Where do I start? Sigh I was diagnosed at 21 and my first breakdown I was 17 I'm nearly 37 now 3 kids it's hard sometimes I just want to cry someone to vent all my anger and frustration onto I believe in God but sometimes I need to be able to physically see someone and just open up sometime I just want to screen or run away from my depressing thoughts on a positive note I thank God for my life my children family and friends
ilovemykids2014 ilovemykids2014
36-40, F
1 Response Aug 23, 2014

Confusing mix of feelings. It's not easy. Like when I'm around my kids I'm not that bad, but when they go to sleep and I'm alone i start to worry about things. That's when the bad feelings take a grip on me. Finding someone to talk to about everything is difficult.

Yeah I've not been sleeping since my daughter was born and I also have a 2 year old and a teenager he's doing my head in at the moment makes me want to walk out I just end up having a smoke or going outside for some fresh air. Night time is the worst for me too I tend to overthink conversations and things that have happened in my life think I have OCD post Partum or either that or it's part of my bipolar

Meds made me worse so i don't take anything now. I spoke to counselor at a place and he said that under my circumstances anyone would be depressed. May be what's going on with you in a way. The past haunts me bad at night mostly. I made a lot of bad choices and decisions that didn't help me progress in life. Mainly helped ruin it. Anyway, I blame myself for that and beat myself up about it daily, what bugs me really bad is the things out of my control that make things difficult. More bills than money. Keeping a smile on my kids faces when i know we are walking on glass. Barely make it to the next pay. Post pardon is really bad if your dealing with that. I just think i expected the prescribed meds to numb me and it didn't happen.

Hi sorry for the late reply so sorry to hear you are going through a hard time if you ever need to vent ATM I'm up most nights with baby and if I don't reply I will get back to you as soon as also you can chat to me on FB pm me and I'll give you my details.

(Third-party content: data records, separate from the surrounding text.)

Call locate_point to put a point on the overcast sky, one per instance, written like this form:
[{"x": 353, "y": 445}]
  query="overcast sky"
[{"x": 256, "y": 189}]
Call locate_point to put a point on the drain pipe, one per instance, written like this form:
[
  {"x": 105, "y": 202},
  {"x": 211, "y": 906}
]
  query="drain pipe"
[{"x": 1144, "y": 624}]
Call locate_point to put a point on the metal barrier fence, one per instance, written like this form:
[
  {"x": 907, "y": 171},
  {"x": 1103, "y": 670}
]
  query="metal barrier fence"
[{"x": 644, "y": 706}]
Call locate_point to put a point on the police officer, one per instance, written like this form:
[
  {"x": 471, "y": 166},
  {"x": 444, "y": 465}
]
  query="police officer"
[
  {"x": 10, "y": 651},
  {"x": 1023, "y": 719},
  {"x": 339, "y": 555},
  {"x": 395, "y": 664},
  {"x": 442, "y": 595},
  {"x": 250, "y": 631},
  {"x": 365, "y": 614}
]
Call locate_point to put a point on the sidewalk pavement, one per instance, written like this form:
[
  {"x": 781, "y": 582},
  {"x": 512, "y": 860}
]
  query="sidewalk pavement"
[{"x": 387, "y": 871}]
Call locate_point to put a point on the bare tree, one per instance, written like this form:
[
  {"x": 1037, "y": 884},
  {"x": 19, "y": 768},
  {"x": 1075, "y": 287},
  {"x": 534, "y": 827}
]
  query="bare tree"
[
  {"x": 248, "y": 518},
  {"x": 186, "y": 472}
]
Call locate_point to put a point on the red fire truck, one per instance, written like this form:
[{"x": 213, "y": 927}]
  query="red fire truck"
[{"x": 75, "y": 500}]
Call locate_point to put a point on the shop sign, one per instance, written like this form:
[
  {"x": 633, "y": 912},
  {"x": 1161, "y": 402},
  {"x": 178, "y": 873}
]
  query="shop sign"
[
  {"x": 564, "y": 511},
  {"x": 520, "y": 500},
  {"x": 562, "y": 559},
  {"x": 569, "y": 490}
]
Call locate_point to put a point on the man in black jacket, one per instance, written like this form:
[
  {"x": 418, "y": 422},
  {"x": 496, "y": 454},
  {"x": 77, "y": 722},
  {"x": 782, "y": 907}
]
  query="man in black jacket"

After I had my last daughter I totally lost the plot and nearly lost her so I've has a rough ride I'm hoping not to get ill this time as doctor put me back on my mood stabiliser in the hospital after I gave birth.
Hope that your feeling better soon

I hope they help, the meds, i just think anxiety was my main problem but they were tearing me for depression. So the meds didn't help the symptoms i thought they would somehow make manageable. I am up late a lot and don't have anyone to talk to about problems so i may take you up on the conversation. The few people i know don't really understand what we are going through. Not even the doctors. I'll add you to circles and catch you later today. I'm on the east coast so not sure what time zone you're in.